Johan Orellana
︎︎︎ JUMP BACK TO MAY BRINGS FLOWERS PROJECT STATEMENT
Nineteen Sixty-Two (Mil novecientos sesenta y dos) is a series of six collages that attempt to bring the artist’s family archive photograph into a relevant and contemporary context. The image shows Orellana’s grandfather, standing second to the left, accompanied by friends having refreshments after a long working day at a local banana plantation. This base image, taken in 1972, is a reminder of the political, economic, and social turmoil that Ecuador experienced during that period. Former president Jose Maria Velasco Ibarra had been elected to office for the fifth time and became overthrown in that year; oil production kickstarted and made the nation a competive oil trader; the banana industry saw a slow decline in demand and revenue, and US officials kept infiltrating Ecuadorian cities and institutions with the purpose to maintain communist ideologies at bay.

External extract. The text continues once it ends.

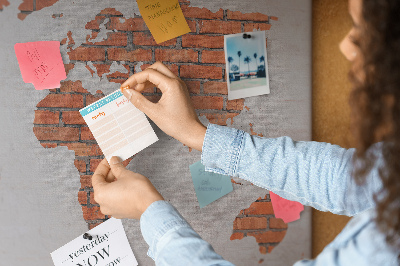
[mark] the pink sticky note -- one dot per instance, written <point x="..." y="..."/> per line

In the collages, each photograph incrementally becomes covered by banana stickers directly sourced from Orellana’s grandfather's current banana farm. The stickers, locally known as calypsos, function as a metaphor for global corporate encroachment and as proof of the banana industry’s irreparable neoliberalist effect in the nation. The banana box cutouts, in which the altered archive images lay, were sourced and processed by the artist, and they further emphasize the idea of being branded and shipped to Western consumers.
Nineteen Sixty Two Series
(Mil novecientos sesenta y dos),
First Iterations, 2023
Family archive scan printed on archival inkjet paper, cut-and-pasted on sourced banana
boxes cardboard
16 by 12 in.
40.64 by 30.48 cm.
(b. 1998) is an Ecuadorian-born, Spaniard and American-raised lens-based artist living and working in Brooklyn, NY. His bodies of work, a mix of photographic approaches, encapsulate moments of high experiential affinity where individuals, objects, and landscapes become interrelated representations of the artist’s visual brain map. He finds interest in visual dichotomies, parallels, intersections, and tangents that, mostly, result in observations about the domestic and public spaces; national historical and family archives; and documentation of a geographical area or community. Orellana received two B.A. degrees, Photography and Spanish Studies, from Bard College. His work has also been featured in Phe Studios, Brooklyn, and the Cristian Anthony Vallejo Memorial Gallery, Las Cruces, and he is a recent Magnum Foundation Fellowship recipient.